以下の記事の「(5) 一旦コミットして,GitHubにプッシュする」まで作成します。

cpp-laboratory.hatenablog.com

(3)R Markdownテンプレートの作成

ここからがR Markdownテンプレート用の設定です。通常のRパッケージでは,Rフォルダ内に関数を定義したファイルを配置します。R Markdownテンプレートでは,inst > rmarkdown > templates > テンプレート名のフォルダを作り(つまり,inst/rmarkdown/templates/テンプレート名のフォルダ/),その中にファイルを配置します。inst/rmarkdown/templates/テンプレート名のフォルダ/を作りましょう。
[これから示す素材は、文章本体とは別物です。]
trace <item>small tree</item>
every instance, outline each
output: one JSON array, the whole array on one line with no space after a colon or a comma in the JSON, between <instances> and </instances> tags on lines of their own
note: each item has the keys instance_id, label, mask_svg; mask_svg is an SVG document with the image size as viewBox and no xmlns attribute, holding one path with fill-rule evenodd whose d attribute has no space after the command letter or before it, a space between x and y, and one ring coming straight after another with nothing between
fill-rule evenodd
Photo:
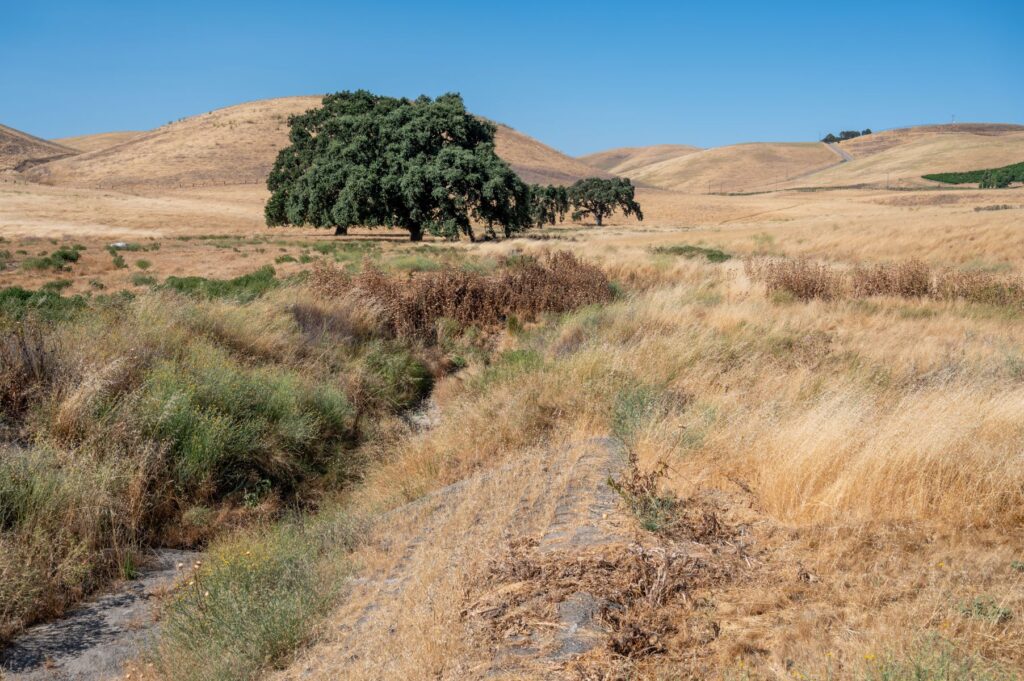
<instances>
[{"instance_id":1,"label":"small tree","mask_svg":"<svg viewBox=\"0 0 1024 681\"><path fill-rule=\"evenodd\" d=\"M597 226L601 226L605 217L621 209L627 217L636 215L643 220L640 204L633 199L634 191L633 183L625 177L582 179L568 188L572 219L593 215Z\"/></svg>"},{"instance_id":2,"label":"small tree","mask_svg":"<svg viewBox=\"0 0 1024 681\"><path fill-rule=\"evenodd\" d=\"M389 226L474 239L472 221L506 235L531 226L529 189L495 154L494 124L462 97L384 97L359 90L324 97L294 116L291 144L267 178L268 225Z\"/></svg>"},{"instance_id":3,"label":"small tree","mask_svg":"<svg viewBox=\"0 0 1024 681\"><path fill-rule=\"evenodd\" d=\"M530 219L538 227L565 219L569 212L569 195L564 186L549 184L530 187Z\"/></svg>"},{"instance_id":4,"label":"small tree","mask_svg":"<svg viewBox=\"0 0 1024 681\"><path fill-rule=\"evenodd\" d=\"M1013 173L1006 168L989 170L981 177L978 187L982 189L1005 189L1013 182Z\"/></svg>"}]
</instances>

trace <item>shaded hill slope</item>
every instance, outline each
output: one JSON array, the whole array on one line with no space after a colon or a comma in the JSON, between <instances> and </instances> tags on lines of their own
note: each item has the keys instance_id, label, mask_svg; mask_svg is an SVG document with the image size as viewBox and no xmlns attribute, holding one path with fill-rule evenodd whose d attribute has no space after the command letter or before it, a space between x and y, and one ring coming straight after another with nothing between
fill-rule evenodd
<instances>
[{"instance_id":1,"label":"shaded hill slope","mask_svg":"<svg viewBox=\"0 0 1024 681\"><path fill-rule=\"evenodd\" d=\"M0 125L0 171L24 170L36 163L75 154L77 150Z\"/></svg>"}]
</instances>

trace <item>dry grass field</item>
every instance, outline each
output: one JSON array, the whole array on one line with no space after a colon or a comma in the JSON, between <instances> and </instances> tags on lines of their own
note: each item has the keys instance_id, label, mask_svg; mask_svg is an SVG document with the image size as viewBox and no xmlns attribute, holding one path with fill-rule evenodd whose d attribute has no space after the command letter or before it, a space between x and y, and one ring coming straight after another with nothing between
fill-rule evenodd
<instances>
[{"instance_id":1,"label":"dry grass field","mask_svg":"<svg viewBox=\"0 0 1024 681\"><path fill-rule=\"evenodd\" d=\"M600 168L614 175L628 177L631 172L669 159L675 159L699 152L700 147L689 144L653 144L651 146L625 146L606 152L588 154L580 161L588 166Z\"/></svg>"},{"instance_id":2,"label":"dry grass field","mask_svg":"<svg viewBox=\"0 0 1024 681\"><path fill-rule=\"evenodd\" d=\"M117 146L127 141L131 141L139 135L145 134L137 130L124 130L121 132L100 132L94 135L78 135L76 137L61 137L53 141L70 146L79 152L98 152L99 150Z\"/></svg>"},{"instance_id":3,"label":"dry grass field","mask_svg":"<svg viewBox=\"0 0 1024 681\"><path fill-rule=\"evenodd\" d=\"M27 161L59 159L75 153L76 150L56 141L40 139L0 125L0 173L19 168Z\"/></svg>"},{"instance_id":4,"label":"dry grass field","mask_svg":"<svg viewBox=\"0 0 1024 681\"><path fill-rule=\"evenodd\" d=\"M644 221L412 245L263 226L287 116L314 103L66 139L82 153L0 177L0 283L88 310L40 341L32 390L0 371L50 485L32 508L85 537L4 515L25 474L0 467L23 552L0 554L0 637L138 542L191 542L208 557L132 678L1021 678L1024 191L884 175L1019 162L1024 133L883 132L843 163L571 159L501 127L530 181L643 182ZM47 563L48 533L105 557Z\"/></svg>"},{"instance_id":5,"label":"dry grass field","mask_svg":"<svg viewBox=\"0 0 1024 681\"><path fill-rule=\"evenodd\" d=\"M756 191L840 163L824 144L750 143L670 158L631 171L644 184L689 193Z\"/></svg>"}]
</instances>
次に,テンプレート名のフォルダ内にtemplete.yamlを作ります(つまり,inst/rmarkdown/templetes/テンプレート名のフォルダ/templete.yamlを作る)。senshuRmdの場合は,以下のような感じです。

f:id:cpp-laboratory:20201213143708p:plain

YAML内にR Markdownテンプレートの説明などを書きます。以下は,senshuRmdの内容です。nameに書かれた内容が,R Markdownファイルをテンプレートから作ろうとするときの名前になります。Rmdファイル以外のファイルも配布する場合は,create_dir: trueにしておきます。
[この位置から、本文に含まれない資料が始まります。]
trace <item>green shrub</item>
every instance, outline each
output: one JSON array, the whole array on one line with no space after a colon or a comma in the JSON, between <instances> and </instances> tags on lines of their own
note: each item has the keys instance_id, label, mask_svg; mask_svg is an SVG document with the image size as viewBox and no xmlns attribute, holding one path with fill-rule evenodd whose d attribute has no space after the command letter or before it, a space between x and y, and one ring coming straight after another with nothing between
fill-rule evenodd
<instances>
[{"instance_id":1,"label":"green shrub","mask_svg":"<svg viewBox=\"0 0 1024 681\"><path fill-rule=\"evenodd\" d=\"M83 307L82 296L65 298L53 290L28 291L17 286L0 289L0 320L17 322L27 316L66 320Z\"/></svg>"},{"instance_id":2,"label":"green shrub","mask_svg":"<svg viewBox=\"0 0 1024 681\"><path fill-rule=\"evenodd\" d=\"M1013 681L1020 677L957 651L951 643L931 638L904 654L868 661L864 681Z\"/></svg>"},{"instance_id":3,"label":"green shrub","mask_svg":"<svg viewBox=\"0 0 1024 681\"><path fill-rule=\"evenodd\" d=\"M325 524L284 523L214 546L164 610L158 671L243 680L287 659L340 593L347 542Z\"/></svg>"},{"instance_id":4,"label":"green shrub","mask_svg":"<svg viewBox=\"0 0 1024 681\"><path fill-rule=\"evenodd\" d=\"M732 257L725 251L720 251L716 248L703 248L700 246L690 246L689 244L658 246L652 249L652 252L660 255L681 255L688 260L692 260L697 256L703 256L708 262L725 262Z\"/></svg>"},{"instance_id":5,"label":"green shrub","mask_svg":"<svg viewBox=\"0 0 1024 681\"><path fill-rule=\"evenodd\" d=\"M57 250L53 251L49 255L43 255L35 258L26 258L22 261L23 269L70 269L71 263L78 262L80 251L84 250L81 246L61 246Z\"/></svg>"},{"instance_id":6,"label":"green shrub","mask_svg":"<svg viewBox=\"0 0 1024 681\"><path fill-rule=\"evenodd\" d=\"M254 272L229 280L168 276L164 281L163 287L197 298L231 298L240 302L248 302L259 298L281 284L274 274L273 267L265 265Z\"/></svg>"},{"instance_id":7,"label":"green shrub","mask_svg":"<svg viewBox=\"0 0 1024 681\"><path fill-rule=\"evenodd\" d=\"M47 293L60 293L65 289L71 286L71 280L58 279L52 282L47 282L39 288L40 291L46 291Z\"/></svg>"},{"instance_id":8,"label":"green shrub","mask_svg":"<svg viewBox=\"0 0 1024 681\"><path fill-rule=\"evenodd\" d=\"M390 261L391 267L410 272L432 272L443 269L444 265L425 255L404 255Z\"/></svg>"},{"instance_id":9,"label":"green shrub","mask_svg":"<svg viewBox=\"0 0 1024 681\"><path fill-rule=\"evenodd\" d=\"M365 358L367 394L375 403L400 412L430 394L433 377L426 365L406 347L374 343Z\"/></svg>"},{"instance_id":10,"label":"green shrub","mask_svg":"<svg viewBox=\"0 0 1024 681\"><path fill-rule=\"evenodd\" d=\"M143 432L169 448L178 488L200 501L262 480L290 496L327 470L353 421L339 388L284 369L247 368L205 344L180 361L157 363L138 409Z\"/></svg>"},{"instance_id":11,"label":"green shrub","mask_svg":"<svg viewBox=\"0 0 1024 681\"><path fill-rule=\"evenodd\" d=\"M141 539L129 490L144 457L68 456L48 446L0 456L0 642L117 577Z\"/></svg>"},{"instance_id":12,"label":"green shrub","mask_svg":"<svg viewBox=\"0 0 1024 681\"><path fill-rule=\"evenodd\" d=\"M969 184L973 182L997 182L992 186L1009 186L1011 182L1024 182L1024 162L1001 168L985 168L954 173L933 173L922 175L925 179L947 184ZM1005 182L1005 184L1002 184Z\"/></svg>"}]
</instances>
name: Thesis format for Senshu
description: Thesis format for Department of Psychology, Senshu University
create_dir: true

そして,テンプレート名のフォルダ内にskeletonフォルダを作って,skeleton.Rmdを含む配布するファイルを配置します(つまり,inst/rmarkdown/templates/テンプレート名のフォルダ/skeleton/skeleton.Rmdを作る)。skeleton.Rmdは,R markdownのテンプレートです。senshuRmdの場合は,以下のように,参考になるように,fig1.pngやbibファイルなども配置しています。

f:id:cpp-laboratory:20201213143915p:plain

なお,senshuRmdのskeleton.RmdのYAMLは以下のようになっています。重要なのは一番最後の行で,output:でPDF形式や特定のテンプレートを指定するのではなく,senshuRmd内のsenshu_thesis関数を使っています(後述しますが,この関数で出力などの設定をしています)。

title: 'タイトル:'
author: '学籍番号: 氏名:'

bibliography:  reference.bib
suppress-bibliography: yes
output: senshuRmd::senshu_thesis

最後に,テンプレート名のフォルダ内にresourcesフォルダを作って,TeXテンプレートファイルを配置します(つまり,inst/rmarkdown/templetes/テンプレート名/resources/texテンプレート.tex)。senshuRmdの場合は,以下のようになります。

f:id:cpp-laboratory:20201213143920p:plain

(4)R Markdownテンプレート用R関数の作成

続いて,skeleton.RmdのYAMLにおいて,outputに指定した関数を設定します。関数の設定は以下の通りになります。ご自身のテンプレートに合わせて,関数名,テンプレート名,パッケージ名を変更ください。

#' 説明
#' @export
関数名 <- function(){
  template_tex_file <- system.file("rmarkdown/templates/テンプレート名/resources/テンプレート名.tex",
    package = 'パッケージ名')
  format_pdf <- rmarkdown::pdf_document(latex_engine = "xelatex",
    template = template_tex_file,
    keep_tex = TRUE,
    toc = TRUE,
    toc_depth = 3,
    highlight = 'tango')
  format_pdf$inherits <- "pdf_document"
  format_pdf
}

ちょっと説明をすると,system.file()でテンプレートを読み込んでいます。rmarkdown::pdf_documentでPDF出力の設定をしますが,日本語を使う場合は,xelatexを使います。

Rパッケージを完成させる

devtools::check()を使ってビルド&チェックしつつRパッケージとして完成させます(詳しくは, 初めてのRパッケージ作成:最初の一歩 - Computational Clinical Psychology Lab を参照ください)。

完成したら,GitHub経由でインストールして,File -> New File -> R Markdown...をクリックします。

f:id:cpp-laboratory:20201213154728p:plain

New R MarkdownでFrom Templateを選ぶと,自作したR Markdownテンプレートが出てくるので,選択して,OKをクリックします。

f:id:cpp-laboratory:20201213154732p:plain

後は,執筆・解析して,knitすれば理想のフォーマットのPDFが生成されます!

Enjoy!

*1:卒論執筆じゃなくて卒論指導です。とはいえ今後の社会人生活における共同作業の方法を身につけるという意味では教育効果も高いのではないかなと思います?